Das Programm der Östlichen Partnerschaft ist eine gemeinsame politische Initiative der EU, der Mitgliedsstaaten der EU und von sechs Partnerländern in Osteuropa und dem Südkaukasus (Armenien, Aserbaidschan, Belarus, Georgien, Moldau und der Ukraine). Die Östliche Partnerschaft wurde im Jahr 2009 auf polnische und schwedische Initiative hin gestartet, um über die bestehende Europäische Nachbarschaftspolitik (ENP) hinaus eine spezifische politikfördernde Zusammenarbeit zwischen der EU und ihren östlichen Nachbarn zu unternehmen. Hinter diesen Vorschlägen stand die Überlegung, eine umfassende Politik gegenüber den unmittelbaren östlichen Nachbarn der EU aufzunehmen, ähnlich dem Programm der Südlichen Partnerschaft im Mittelmeerraum. Eines der gewichtigen Argumente für diese neue Politik war der russisch-georgische Krieg von 2008, der Sorgen hinsichtlich der Sicherheit in der Region geweckt hatte.

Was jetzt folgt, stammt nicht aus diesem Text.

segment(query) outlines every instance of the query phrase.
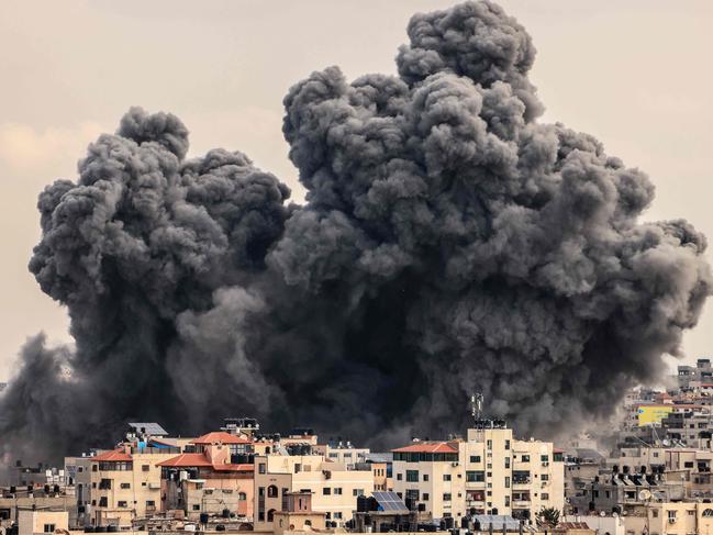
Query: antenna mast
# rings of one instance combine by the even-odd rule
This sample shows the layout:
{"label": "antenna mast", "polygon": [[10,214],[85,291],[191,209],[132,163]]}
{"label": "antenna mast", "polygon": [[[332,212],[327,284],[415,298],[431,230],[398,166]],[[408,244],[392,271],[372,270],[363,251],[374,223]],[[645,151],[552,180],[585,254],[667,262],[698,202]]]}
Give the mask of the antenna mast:
{"label": "antenna mast", "polygon": [[482,402],[483,395],[480,392],[476,392],[470,397],[470,415],[472,416],[474,422],[478,422],[482,417]]}

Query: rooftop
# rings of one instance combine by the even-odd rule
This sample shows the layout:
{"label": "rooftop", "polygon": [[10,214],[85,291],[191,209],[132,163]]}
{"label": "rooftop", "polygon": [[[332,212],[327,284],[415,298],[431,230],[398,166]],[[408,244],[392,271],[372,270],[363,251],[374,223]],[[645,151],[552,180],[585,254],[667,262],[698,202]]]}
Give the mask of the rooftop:
{"label": "rooftop", "polygon": [[125,462],[132,460],[132,457],[123,449],[114,449],[112,452],[104,452],[91,459],[100,462]]}
{"label": "rooftop", "polygon": [[252,444],[252,442],[247,438],[243,438],[242,436],[231,435],[230,433],[225,433],[224,431],[214,431],[212,433],[208,433],[203,436],[199,436],[198,438],[192,439],[191,444]]}
{"label": "rooftop", "polygon": [[391,452],[399,454],[457,454],[458,448],[447,442],[420,442]]}

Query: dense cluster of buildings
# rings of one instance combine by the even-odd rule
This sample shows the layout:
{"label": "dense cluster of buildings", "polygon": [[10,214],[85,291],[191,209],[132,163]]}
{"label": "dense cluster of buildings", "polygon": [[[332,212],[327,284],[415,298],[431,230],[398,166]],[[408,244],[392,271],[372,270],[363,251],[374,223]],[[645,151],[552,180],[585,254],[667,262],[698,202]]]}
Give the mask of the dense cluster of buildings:
{"label": "dense cluster of buildings", "polygon": [[465,436],[370,452],[348,441],[321,443],[312,430],[263,434],[255,420],[239,419],[190,438],[130,423],[114,447],[66,457],[62,468],[18,462],[0,498],[0,526],[12,534],[23,514],[31,519],[26,511],[32,519],[64,511],[62,530],[83,532],[510,525],[539,533],[544,509],[564,509],[561,452],[516,439],[504,422],[478,419]]}
{"label": "dense cluster of buildings", "polygon": [[114,447],[63,467],[18,461],[0,535],[713,535],[713,367],[681,366],[672,382],[628,392],[605,443],[582,435],[561,448],[519,439],[475,405],[465,435],[386,452],[309,428],[265,434],[253,419],[196,437],[130,423]]}

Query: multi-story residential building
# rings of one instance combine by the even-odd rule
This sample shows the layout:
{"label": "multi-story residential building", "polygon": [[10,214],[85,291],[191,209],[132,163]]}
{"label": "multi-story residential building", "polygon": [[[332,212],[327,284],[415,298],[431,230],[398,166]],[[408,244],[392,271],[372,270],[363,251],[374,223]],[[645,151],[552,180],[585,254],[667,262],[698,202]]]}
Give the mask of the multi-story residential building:
{"label": "multi-story residential building", "polygon": [[354,466],[364,462],[369,454],[369,448],[357,448],[350,442],[338,442],[330,444],[317,444],[312,448],[316,454],[324,455],[327,460]]}
{"label": "multi-story residential building", "polygon": [[374,490],[393,490],[393,454],[367,454],[364,465],[374,473]]}
{"label": "multi-story residential building", "polygon": [[81,457],[65,457],[67,483],[75,487],[77,498],[77,525],[90,524],[91,510],[91,460],[94,452]]}
{"label": "multi-story residential building", "polygon": [[161,469],[158,464],[180,450],[138,444],[124,444],[91,458],[91,525],[131,526],[132,521],[159,510]]}
{"label": "multi-story residential building", "polygon": [[648,502],[623,517],[626,535],[708,535],[713,533],[713,505],[700,502]]}
{"label": "multi-story residential building", "polygon": [[191,453],[158,464],[161,468],[161,510],[183,510],[198,520],[201,513],[229,513],[253,520],[253,445],[226,432],[191,441]]}
{"label": "multi-story residential building", "polygon": [[561,452],[552,443],[517,441],[501,422],[479,421],[465,441],[415,443],[393,454],[393,490],[435,519],[534,519],[542,508],[564,508]]}
{"label": "multi-story residential building", "polygon": [[686,495],[686,482],[678,477],[667,479],[664,467],[657,472],[640,473],[632,472],[628,466],[624,466],[623,471],[614,467],[613,471],[602,472],[593,479],[575,480],[575,489],[568,495],[568,501],[573,514],[592,511],[635,514],[651,498],[677,501],[683,500]]}
{"label": "multi-story residential building", "polygon": [[713,366],[710,358],[699,358],[695,366],[678,367],[678,388],[687,390],[694,383],[713,382]]}
{"label": "multi-story residential building", "polygon": [[[298,449],[302,452],[301,446]],[[286,510],[286,497],[291,492],[311,492],[312,511],[342,526],[352,519],[357,497],[372,491],[371,470],[350,470],[323,455],[257,455],[255,531],[272,526],[275,513]]]}

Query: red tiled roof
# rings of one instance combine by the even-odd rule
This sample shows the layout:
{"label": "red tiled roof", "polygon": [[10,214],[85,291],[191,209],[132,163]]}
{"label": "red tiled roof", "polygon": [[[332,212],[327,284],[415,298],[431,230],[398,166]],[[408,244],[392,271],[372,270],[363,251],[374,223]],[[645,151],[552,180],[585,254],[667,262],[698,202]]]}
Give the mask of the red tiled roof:
{"label": "red tiled roof", "polygon": [[232,472],[253,472],[255,465],[213,465],[213,470]]}
{"label": "red tiled roof", "polygon": [[213,466],[203,454],[180,454],[170,459],[166,459],[156,466],[168,467],[189,467],[189,466]]}
{"label": "red tiled roof", "polygon": [[252,444],[247,438],[231,435],[224,431],[214,431],[191,441],[191,444]]}
{"label": "red tiled roof", "polygon": [[104,452],[101,455],[98,455],[92,460],[98,460],[102,462],[123,462],[131,460],[131,455],[129,455],[123,449],[114,449],[113,452]]}
{"label": "red tiled roof", "polygon": [[402,448],[392,449],[391,452],[398,454],[457,454],[458,449],[453,447],[447,442],[425,443],[421,442],[404,446]]}
{"label": "red tiled roof", "polygon": [[210,467],[215,471],[253,471],[254,465],[213,465],[203,454],[181,454],[170,459],[166,459],[156,466],[168,468],[190,468],[190,467]]}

»Das ist der Grund, warum wir die Östliche Partnerschaft gestartet haben – um eine Lücke in der allgemeinen Nachbarschaftspolitik der EU zu schließen, und um anzuerkennen, wie wichtig die Entwicklungen in der Region in den kommenden Jahren für die EU sein werden.« Carl Bildt and Radoslaw Sikorski, ehemalige Außenminister von Schweden und Polen, die gemeinsam 2009 die Politik der Östliche Partnerschaft mitgestaltet haben. (New Eastern Europe, Mai/August 2019)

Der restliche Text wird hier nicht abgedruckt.